Nigeria’s electoral commission on Monday said security threats had delayed voting in a key district during a state election seen as a major test for the presidential ballot in 2023.
More than 30,000 police and soldiers were dispatched to the southeastern state of Anambra to secure the governorship election on Saturday in a region where separatist militants are blamed for a string of attacks.
The vote is seen as a barometer of trust in electoral authorities’ readiness for the crucial presidential ballot as Nigeria battles widespread insecurity.
Voting in Anambra went ahead mostly without incident despite fears the outlawed Indigenous People of Biafra or IPOB separatist movement planned to disrupt the election.
But the Independent National Electoral Commission or INEC said it would have to conduct voting on Tuesday in Ihiala district, mostly because threats had prevented voting there.

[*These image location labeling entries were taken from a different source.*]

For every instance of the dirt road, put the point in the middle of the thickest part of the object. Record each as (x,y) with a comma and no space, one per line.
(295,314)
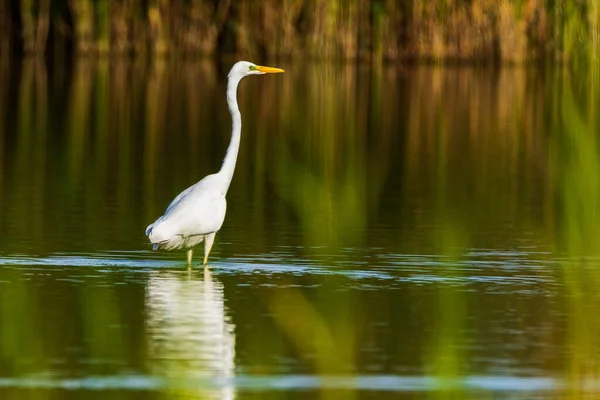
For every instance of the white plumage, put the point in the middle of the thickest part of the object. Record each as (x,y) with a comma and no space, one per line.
(198,212)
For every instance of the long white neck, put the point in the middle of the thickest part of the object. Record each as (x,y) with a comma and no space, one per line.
(236,130)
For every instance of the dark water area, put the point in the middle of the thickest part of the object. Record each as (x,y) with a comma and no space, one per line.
(392,232)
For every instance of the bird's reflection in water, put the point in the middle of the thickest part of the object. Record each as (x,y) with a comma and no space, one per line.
(191,335)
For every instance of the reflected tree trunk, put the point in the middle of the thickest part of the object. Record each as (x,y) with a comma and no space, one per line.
(83,23)
(158,26)
(205,25)
(35,26)
(4,29)
(103,25)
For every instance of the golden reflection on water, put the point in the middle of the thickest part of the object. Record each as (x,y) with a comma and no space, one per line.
(385,160)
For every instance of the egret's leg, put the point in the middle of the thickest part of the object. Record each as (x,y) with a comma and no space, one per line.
(190,254)
(208,241)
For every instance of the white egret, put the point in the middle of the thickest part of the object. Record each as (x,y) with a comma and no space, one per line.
(198,212)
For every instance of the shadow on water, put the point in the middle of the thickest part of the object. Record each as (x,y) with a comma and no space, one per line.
(391,232)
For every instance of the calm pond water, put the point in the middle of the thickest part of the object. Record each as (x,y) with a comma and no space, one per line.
(394,232)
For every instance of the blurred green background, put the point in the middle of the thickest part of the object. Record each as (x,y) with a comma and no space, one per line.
(395,229)
(474,30)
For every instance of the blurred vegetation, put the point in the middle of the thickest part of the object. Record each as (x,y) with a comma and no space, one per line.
(490,30)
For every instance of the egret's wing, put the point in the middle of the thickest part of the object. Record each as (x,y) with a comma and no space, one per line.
(199,212)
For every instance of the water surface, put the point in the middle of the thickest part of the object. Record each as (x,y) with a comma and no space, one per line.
(395,232)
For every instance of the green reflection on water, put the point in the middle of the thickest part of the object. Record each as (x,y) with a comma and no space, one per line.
(345,168)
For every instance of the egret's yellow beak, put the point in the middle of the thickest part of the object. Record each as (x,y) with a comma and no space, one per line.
(268,70)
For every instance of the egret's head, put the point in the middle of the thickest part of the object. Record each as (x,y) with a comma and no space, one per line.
(245,68)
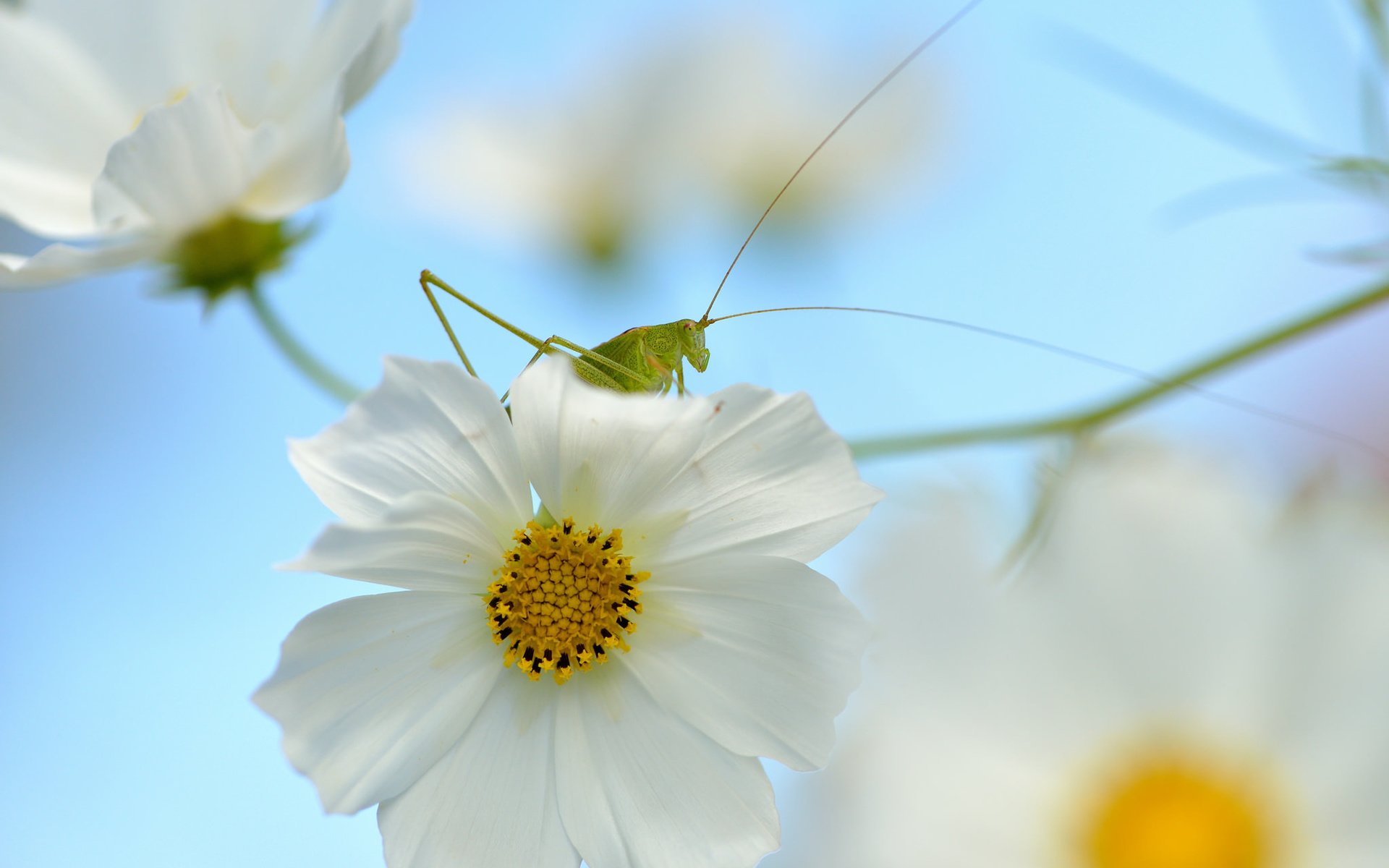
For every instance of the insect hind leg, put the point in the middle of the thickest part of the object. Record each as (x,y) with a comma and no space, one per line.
(590,371)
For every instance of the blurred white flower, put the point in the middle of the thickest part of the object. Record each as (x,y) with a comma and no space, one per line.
(177,129)
(1186,677)
(718,113)
(691,519)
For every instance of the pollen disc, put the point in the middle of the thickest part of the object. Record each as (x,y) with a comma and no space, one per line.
(563,600)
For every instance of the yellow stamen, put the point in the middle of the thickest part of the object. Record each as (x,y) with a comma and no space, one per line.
(563,599)
(1177,812)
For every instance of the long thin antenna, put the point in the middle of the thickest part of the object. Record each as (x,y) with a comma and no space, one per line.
(883,84)
(1274,416)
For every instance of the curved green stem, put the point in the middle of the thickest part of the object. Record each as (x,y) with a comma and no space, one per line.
(307,365)
(1089,420)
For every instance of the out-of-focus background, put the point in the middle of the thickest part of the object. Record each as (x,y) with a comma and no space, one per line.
(142,445)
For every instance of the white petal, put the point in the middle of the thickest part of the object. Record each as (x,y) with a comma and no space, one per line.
(428,427)
(373,691)
(489,801)
(640,788)
(310,169)
(424,542)
(59,122)
(757,652)
(184,166)
(150,51)
(59,263)
(770,478)
(378,54)
(349,33)
(599,456)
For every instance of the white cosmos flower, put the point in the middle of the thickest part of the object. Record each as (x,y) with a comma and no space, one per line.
(493,707)
(1191,674)
(137,124)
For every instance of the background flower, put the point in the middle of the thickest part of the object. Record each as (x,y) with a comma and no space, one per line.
(1186,674)
(712,114)
(146,490)
(691,520)
(160,127)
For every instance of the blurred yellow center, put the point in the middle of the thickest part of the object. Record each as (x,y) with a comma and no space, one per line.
(1168,813)
(563,599)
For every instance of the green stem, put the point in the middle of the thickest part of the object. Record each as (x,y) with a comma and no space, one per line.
(297,354)
(1089,420)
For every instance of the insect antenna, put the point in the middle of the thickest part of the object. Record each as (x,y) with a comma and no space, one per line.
(906,61)
(1259,410)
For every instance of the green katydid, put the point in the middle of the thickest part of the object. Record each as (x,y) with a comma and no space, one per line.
(650,357)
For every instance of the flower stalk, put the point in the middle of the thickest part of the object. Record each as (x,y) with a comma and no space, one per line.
(1094,418)
(296,353)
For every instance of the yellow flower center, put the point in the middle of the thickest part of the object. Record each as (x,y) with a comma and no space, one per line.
(1170,812)
(563,599)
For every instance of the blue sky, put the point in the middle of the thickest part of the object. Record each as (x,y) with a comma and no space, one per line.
(142,446)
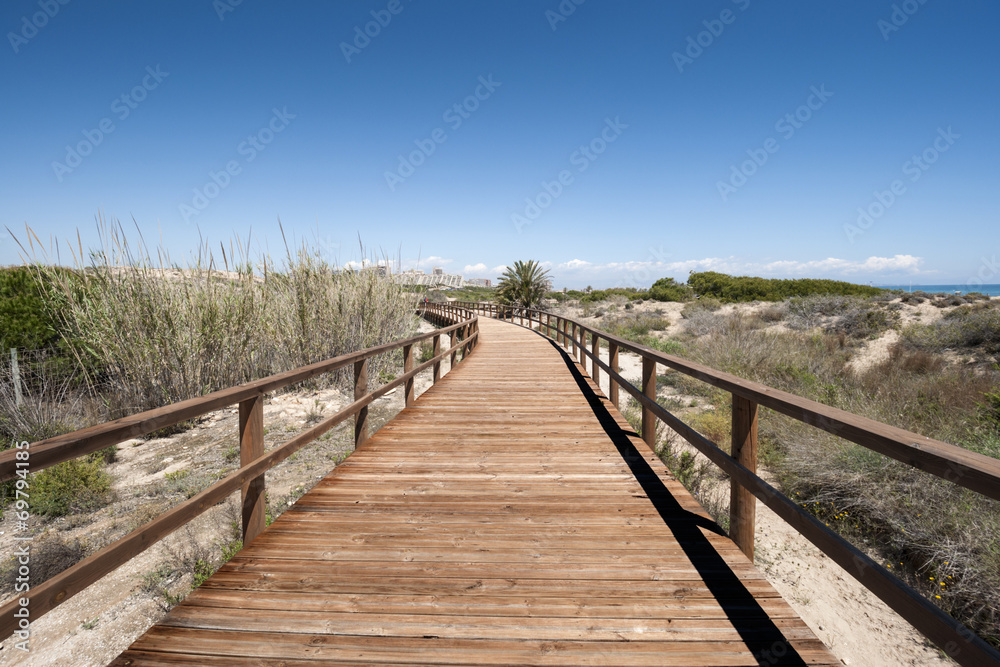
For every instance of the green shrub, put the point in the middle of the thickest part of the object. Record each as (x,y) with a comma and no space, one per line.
(633,326)
(26,319)
(702,305)
(867,322)
(630,293)
(667,289)
(158,335)
(748,288)
(72,486)
(962,328)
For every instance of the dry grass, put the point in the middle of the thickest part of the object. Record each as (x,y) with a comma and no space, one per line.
(148,340)
(929,530)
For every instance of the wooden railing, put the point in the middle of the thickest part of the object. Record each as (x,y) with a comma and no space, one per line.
(968,469)
(254,461)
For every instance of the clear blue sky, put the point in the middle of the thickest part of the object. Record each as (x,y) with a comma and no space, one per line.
(312,119)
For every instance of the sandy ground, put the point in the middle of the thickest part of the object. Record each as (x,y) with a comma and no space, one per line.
(857,627)
(97,624)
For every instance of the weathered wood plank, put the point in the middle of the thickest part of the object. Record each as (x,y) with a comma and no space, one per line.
(508,516)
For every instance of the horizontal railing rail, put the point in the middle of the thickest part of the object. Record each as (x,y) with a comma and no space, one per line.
(455,322)
(960,466)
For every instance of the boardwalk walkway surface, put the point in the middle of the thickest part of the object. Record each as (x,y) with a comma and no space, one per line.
(510,516)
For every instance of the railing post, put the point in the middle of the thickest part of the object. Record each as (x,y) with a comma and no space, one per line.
(454,354)
(613,363)
(360,389)
(649,391)
(15,374)
(251,448)
(742,503)
(595,348)
(407,367)
(437,364)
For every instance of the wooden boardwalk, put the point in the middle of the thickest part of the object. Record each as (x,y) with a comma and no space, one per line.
(510,516)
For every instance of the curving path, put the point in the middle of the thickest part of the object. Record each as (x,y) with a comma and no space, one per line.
(510,516)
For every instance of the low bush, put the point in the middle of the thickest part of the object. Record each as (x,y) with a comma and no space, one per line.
(72,486)
(749,288)
(865,322)
(51,554)
(667,289)
(160,335)
(962,328)
(633,325)
(704,304)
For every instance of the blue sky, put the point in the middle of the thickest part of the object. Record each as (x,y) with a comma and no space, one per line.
(617,142)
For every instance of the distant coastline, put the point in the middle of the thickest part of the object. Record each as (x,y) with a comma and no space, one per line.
(989,290)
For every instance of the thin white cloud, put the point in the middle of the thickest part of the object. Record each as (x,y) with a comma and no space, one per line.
(474,270)
(642,273)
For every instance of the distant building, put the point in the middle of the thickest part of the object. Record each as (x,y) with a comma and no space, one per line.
(436,279)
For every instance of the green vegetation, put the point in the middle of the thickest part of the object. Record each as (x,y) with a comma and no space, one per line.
(964,327)
(153,335)
(925,529)
(731,289)
(596,296)
(26,319)
(723,288)
(71,486)
(523,285)
(470,293)
(667,289)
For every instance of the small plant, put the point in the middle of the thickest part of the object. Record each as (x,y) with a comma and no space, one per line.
(315,413)
(76,485)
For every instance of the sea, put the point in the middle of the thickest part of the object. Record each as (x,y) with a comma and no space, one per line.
(989,290)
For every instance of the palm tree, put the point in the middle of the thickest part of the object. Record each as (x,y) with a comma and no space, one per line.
(523,285)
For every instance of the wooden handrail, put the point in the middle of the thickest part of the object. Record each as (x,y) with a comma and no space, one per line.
(968,469)
(46,453)
(254,462)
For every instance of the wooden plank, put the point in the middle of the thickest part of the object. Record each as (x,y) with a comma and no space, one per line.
(742,502)
(251,422)
(51,451)
(508,516)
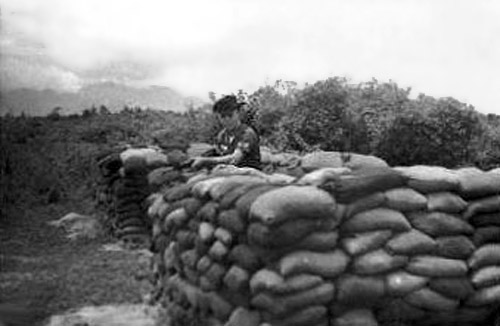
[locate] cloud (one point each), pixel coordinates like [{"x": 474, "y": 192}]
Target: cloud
[{"x": 444, "y": 48}]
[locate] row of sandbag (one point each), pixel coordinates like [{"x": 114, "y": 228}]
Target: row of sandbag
[
  {"x": 128, "y": 177},
  {"x": 222, "y": 264},
  {"x": 273, "y": 234},
  {"x": 197, "y": 242}
]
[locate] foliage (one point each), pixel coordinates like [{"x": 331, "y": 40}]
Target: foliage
[{"x": 41, "y": 156}]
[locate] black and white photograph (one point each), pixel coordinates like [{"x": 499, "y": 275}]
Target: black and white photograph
[{"x": 249, "y": 163}]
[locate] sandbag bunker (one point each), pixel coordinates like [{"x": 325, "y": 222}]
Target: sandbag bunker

“One major reason for not deploying for election in Ihiala local government area on Saturday… is due to security threats which led to staffing and transportation restraints,” INEC chief returning officer Florence Obi told reporters.
She said INEC would suspend ballot counting and would not make a conclusive announcement about the winner of the Anambra election until voting on Tuesday in Ihiala’s more than 320 polling stations.
IPOB denies it is involved in assaults on police and government offices, but the group which agitates for a separate state for the ethnic Igbo people, has ordered several shutdown protests over the arrest of its leader.
Voting on Saturday was also marred by malfunctions in face and fingerprint recognition technology that forced INEC to extend polling time to compensate for delays.
Local media tallies of INEC results from Saturday’s election showed former central bank director Charles Chukwuma Soludo winning most votes so far ahead of the candidate from President Muhammadu Buhari’s All Progressives Congress party or APC.
Soludo, an economics professor who promised to apply his financial acumen for the state, was running for the All Progressives Grand Alliance or APGA, which has run Anambra for more than a decade and a half.
Anambra is the key bastion for APGA, whose founders included Chukwuemeka “Emeka” Odumegwu-Ojukwu, the Igbo army commander who made the unilateral declaration of independence in the southeast that triggered Nigeria’s 1967 civil war.
But Anambra has also become a key battleground for APC as political jockeying intensifies in the lead up to the February 2023 national vote to replace Buhari, a former army commander who has served two terms.
APC had already won two states in the southeast through defection of one governor to its party ranks and the other through a court ruling.
Separatism is only one security challenge facing Nigeria, Africa’s most popuous ‘s armed forces, who are also battling large criminal gangs responsible for mass kidnappings in the northwest and a long-running war against Islamist militants in the country’s northeast.